Why is the White matter white?
The central nervous system is primarily composed of the brain and the spinal cord. These two organs’ main function is to send and receive impulses via the spinal cord to and from the brain. The brain comprises neurons which are the elemental cells that are essential in transmitting impulses. The main composites of the brain and the spinal cord are the white matter and the gray matter. These two function in conjunction with one another in order for the brain and the rest of the central nervous system to function properly. The gray matter is the one responsible for the processing of impulses. The white matter, on the other hand, is the one responsible for the passage of impulses, either towards or away from the brain, between the left and the right hemispheres or between the lobes contained in similar hemispheres.

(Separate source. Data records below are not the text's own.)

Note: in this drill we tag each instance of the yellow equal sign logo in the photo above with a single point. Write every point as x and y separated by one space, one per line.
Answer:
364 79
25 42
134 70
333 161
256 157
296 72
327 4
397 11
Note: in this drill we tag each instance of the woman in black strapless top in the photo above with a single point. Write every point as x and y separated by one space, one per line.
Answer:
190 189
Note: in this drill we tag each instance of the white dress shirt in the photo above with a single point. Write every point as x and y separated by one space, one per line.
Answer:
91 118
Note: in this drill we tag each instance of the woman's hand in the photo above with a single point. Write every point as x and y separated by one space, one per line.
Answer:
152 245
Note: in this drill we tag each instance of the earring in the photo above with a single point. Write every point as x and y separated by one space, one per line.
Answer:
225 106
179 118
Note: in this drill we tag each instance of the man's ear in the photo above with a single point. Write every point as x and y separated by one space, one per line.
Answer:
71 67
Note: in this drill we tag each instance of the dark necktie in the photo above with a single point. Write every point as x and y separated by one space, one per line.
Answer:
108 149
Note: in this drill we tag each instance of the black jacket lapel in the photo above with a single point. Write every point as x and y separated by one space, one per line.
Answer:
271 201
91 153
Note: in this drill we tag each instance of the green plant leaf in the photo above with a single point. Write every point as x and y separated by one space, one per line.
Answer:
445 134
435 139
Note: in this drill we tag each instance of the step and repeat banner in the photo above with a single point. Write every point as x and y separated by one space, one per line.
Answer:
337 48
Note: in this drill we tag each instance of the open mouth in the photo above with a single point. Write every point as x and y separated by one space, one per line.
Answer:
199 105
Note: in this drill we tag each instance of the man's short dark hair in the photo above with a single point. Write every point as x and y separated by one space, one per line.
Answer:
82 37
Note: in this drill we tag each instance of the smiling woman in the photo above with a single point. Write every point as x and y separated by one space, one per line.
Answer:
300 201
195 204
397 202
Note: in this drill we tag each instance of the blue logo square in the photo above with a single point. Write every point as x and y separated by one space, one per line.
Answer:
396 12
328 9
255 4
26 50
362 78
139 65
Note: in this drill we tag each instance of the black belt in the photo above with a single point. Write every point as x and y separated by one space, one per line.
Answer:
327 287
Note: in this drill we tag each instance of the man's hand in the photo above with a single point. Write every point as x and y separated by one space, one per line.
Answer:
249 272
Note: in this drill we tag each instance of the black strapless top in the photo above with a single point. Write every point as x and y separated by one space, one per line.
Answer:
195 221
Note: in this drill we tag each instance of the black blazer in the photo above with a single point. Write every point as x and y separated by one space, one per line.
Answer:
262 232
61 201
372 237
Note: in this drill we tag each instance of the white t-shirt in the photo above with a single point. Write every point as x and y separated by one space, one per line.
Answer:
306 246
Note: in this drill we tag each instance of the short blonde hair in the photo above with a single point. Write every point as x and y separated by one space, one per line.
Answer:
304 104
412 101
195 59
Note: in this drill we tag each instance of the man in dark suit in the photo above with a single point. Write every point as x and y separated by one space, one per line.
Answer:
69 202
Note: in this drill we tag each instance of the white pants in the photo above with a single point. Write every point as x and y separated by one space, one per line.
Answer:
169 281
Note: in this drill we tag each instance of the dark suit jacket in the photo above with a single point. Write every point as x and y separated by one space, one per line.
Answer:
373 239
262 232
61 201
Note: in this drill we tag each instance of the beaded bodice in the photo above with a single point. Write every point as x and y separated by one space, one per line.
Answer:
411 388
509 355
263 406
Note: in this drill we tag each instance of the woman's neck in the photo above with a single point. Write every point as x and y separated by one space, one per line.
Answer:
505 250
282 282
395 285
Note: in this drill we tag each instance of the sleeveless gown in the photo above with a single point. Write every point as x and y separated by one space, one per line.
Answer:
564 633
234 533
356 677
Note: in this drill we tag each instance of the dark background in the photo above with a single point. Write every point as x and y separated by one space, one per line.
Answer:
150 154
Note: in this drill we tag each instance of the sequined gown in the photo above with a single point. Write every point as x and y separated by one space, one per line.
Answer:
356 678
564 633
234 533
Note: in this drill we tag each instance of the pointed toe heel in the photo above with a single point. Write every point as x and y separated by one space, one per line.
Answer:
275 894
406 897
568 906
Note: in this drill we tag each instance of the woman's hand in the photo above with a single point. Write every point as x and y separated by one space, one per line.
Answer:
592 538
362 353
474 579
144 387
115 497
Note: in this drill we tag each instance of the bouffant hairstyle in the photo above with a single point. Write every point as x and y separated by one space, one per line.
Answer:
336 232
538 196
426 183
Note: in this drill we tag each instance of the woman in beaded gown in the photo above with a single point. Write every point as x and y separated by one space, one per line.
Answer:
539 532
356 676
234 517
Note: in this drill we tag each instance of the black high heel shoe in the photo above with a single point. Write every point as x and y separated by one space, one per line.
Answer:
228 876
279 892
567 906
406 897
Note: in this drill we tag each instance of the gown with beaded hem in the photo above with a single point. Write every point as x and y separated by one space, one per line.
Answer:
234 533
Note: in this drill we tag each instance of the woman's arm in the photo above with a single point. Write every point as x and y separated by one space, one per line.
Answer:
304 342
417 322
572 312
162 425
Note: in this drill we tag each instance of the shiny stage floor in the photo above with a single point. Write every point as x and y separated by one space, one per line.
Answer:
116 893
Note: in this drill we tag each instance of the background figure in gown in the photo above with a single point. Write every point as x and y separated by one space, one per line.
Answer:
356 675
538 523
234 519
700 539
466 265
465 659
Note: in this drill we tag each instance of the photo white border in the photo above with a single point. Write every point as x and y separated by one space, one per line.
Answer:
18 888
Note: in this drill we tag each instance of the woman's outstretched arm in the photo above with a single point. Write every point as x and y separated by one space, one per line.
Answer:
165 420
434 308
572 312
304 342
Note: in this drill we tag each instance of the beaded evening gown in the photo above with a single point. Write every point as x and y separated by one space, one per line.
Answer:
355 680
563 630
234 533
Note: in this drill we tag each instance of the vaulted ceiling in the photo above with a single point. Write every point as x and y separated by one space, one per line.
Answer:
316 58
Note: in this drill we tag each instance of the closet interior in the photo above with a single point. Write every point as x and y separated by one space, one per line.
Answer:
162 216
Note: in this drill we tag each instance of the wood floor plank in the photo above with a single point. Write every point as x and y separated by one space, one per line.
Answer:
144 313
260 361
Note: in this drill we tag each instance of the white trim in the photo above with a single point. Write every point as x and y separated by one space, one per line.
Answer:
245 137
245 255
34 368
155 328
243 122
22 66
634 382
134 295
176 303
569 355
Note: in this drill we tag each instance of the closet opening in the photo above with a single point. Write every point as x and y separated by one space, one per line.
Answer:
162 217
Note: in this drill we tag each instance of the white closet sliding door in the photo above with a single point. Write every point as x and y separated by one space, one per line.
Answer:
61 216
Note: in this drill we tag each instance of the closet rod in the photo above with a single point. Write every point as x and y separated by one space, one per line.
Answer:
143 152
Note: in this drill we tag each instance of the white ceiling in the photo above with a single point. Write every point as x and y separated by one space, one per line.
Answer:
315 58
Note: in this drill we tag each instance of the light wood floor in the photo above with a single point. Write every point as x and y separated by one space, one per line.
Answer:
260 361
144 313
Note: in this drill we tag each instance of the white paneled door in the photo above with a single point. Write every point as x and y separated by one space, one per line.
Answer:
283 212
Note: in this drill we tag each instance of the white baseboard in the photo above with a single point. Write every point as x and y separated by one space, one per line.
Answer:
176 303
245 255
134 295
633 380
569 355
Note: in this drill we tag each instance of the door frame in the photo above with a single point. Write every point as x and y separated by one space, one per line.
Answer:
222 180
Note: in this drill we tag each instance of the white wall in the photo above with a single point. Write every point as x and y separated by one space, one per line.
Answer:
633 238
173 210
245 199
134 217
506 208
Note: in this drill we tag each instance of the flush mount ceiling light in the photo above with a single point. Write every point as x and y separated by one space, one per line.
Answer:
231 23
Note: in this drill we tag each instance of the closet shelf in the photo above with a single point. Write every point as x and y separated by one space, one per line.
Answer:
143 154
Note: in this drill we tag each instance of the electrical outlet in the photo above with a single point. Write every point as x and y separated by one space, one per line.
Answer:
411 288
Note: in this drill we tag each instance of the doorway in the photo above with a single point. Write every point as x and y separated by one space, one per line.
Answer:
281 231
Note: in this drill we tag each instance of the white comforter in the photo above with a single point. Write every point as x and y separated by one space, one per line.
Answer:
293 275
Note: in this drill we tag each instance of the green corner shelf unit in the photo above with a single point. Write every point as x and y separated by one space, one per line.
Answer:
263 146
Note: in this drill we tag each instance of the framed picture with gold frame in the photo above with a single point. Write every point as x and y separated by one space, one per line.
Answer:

White matter is composed of electrically insulating material that is found commonly in the deeper parts of the brain and in the superficial areas of the spinal cord. It is named white matter primarily because its color is white. The reason behind its color is that white matter is composed myelin and veined capillaries. Seventy to eighty-five percent of myelin is mostly composed of lipids while the remaining fifty to thirty percent are proteins. It is because of its lipid component that gives off a white color when exposed. This white-colored myelin functions as an insulator that allows transmission of nerve signals to relayed at a faster pace.
Aside from its function of transmitting information, white matter controls the unconscious functions of the body such as the regulation of vital signs as well as thirst and hunger control, release of hormones and controlling the limbic system, which are all contained in the brain.